「信じたい心」と「懐疑の精神」

2012.09.20

ライフ・ソーシャル

「信じたい心」と「懐疑の精神」

松尾 順
有限会社シャープマインド マーケティング・プロデューサー

これまで、私たちは「人を信じること」が「生き残り」に有利であったことから、基本的に「人を信じたい」という強い欲求を生まれながらに持っています。 しかし、ITの進展などによって、極めて多くの数の人々とつながるようになった今、適度な「懐疑の精神」を意識的に養うことが、生き残りにますます必要になっています。

その中には、当然ながら相手を騙す、陥れることを目的とした情報も多数含まれていることは言うまでもありません。(しかも、匿名性が高いため、万が一ばれても当人が罰せられる可能性は低く、なかなか淘汰されない)

ですから、人の言葉や噂などをむやみに信じることは、逆に自分の状況を危うくしてしまう可能性が高くなっていると言えるでしょう。

ところが、私たちは数百万年かけて学習し、本能と言えるほど体に染み付いてしまった

人を信じること」

を止めることはなかなかできないようです。

結果的に、身近なところで言えば、

「振り込め詐欺」

のような事件がいつまでたっても沈静化することがない。

また、昨今の中国での反日デモ等についても、煽りたがるマスコミ報道を安易に信じてしまい、感情的になっている人も多い。

お互いを信じあえることは、実に幸せなことではあります。

しかし、同時に、

「本当に信じていいのだろうか」
「何か裏はないのだろうか」
「他の視点から見たらどうだろうか」

などと、頭の片隅でちょっとだけ疑ってみることが求められています。

すなわち、健全な

「懐疑の精神」

を意識的に身につける必要があるのです。

ただ、疑いの心を持つことは、私たちの社会においては基本的にタブーです。

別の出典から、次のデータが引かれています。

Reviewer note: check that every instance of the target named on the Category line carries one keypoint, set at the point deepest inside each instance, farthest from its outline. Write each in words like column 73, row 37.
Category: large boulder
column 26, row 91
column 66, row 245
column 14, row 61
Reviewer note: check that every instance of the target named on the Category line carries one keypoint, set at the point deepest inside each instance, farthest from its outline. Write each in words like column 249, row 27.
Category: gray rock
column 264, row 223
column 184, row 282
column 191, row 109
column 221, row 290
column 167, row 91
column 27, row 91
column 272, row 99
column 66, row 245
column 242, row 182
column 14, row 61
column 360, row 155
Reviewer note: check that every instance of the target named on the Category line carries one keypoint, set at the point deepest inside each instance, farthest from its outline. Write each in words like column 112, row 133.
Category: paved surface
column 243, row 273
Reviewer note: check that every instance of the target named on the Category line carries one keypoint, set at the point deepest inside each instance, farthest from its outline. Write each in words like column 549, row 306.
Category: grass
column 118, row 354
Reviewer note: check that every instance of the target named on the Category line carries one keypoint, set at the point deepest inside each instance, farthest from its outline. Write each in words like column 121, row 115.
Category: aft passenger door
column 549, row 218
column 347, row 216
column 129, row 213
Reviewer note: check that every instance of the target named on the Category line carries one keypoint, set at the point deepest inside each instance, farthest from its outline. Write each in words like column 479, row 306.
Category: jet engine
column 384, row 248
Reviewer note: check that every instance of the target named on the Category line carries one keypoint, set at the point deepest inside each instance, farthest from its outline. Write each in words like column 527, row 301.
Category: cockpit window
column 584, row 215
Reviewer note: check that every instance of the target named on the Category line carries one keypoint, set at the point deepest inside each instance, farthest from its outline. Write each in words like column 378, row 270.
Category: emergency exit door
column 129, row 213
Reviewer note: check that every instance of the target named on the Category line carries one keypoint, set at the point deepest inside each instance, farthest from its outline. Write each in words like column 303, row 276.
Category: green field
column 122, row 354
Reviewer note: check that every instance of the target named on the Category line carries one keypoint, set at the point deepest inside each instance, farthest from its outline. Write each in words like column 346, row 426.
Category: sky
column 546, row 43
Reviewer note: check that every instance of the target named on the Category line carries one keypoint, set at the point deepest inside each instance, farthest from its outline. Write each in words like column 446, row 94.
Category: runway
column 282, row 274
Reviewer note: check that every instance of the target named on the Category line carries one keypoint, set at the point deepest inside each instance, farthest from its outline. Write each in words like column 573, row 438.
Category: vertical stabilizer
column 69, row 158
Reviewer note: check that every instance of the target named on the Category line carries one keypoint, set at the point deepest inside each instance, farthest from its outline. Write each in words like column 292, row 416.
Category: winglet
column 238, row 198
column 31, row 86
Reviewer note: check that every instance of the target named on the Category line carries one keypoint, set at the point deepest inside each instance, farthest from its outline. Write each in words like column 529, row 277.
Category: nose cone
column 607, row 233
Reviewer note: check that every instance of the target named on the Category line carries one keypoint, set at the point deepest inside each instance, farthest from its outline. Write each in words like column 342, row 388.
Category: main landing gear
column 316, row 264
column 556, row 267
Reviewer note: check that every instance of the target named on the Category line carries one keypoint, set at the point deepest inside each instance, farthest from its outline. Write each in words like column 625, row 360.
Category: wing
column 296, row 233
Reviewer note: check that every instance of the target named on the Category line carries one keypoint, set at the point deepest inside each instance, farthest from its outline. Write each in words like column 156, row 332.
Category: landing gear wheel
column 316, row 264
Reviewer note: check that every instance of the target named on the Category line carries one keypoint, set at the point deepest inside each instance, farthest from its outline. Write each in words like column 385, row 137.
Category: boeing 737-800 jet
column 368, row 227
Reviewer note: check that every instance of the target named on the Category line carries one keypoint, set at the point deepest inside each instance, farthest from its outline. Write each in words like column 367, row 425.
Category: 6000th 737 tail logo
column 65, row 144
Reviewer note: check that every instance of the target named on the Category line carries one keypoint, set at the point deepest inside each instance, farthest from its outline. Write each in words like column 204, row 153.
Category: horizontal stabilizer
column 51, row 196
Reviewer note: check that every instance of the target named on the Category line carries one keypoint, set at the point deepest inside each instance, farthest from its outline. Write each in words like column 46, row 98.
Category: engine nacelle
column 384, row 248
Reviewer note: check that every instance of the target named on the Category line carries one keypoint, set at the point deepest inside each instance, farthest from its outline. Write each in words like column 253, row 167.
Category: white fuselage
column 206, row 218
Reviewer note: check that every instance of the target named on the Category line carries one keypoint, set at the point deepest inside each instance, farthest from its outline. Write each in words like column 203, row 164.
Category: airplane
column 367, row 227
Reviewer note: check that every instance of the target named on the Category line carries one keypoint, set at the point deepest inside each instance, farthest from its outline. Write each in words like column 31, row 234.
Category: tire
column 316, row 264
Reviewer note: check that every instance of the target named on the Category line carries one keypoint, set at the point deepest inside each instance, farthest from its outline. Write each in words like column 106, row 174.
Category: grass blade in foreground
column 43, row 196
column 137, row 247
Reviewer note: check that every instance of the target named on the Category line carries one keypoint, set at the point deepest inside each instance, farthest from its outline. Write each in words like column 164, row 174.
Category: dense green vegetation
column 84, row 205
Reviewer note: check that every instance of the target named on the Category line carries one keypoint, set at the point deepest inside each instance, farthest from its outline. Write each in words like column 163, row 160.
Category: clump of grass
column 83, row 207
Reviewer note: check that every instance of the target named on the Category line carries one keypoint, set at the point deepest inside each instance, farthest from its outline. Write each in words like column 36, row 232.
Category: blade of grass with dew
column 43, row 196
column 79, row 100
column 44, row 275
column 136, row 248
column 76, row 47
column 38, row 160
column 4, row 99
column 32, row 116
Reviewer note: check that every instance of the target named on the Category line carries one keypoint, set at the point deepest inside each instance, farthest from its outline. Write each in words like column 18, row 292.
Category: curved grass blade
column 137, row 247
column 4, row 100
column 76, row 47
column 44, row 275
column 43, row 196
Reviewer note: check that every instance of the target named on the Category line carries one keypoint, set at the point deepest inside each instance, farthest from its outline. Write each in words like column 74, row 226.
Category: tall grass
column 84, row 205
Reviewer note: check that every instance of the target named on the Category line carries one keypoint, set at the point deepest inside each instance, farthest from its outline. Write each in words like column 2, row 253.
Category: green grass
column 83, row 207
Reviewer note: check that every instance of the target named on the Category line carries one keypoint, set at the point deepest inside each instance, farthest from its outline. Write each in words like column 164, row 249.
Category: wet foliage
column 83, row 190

したがって、積極的に疑う習慣をつけることに対して抵抗感があります。

欧米では、

「クリティカル・シンキング」

と呼ばれる思考法が重視されているのはご存知かと思います。

これは、情報を丸呑みするのではなく、

・客観的
・批判的(「否定的」ではない点注意!)
・論理的

に情報を解釈することによって、

「(健全な)疑いの精神」

を養うトレーニングがある程度できています。

しかし、日本ではまだまだの状況ですね。

世界中の人々がインターネットで結ばれ、多種多様な人々の玉石混交の情報であふれる今、

「懐疑の精神」

を養う必要性は、ますます高まっているのではないでしょうか?

『影響力の武器-なぜ、人は動かされるのか』
(ロバート・B・チャルディーニ著、社会行動研究会訳、誠信書房)

『ひとはなぜだまされるのか』
(石川幹人著、講談社)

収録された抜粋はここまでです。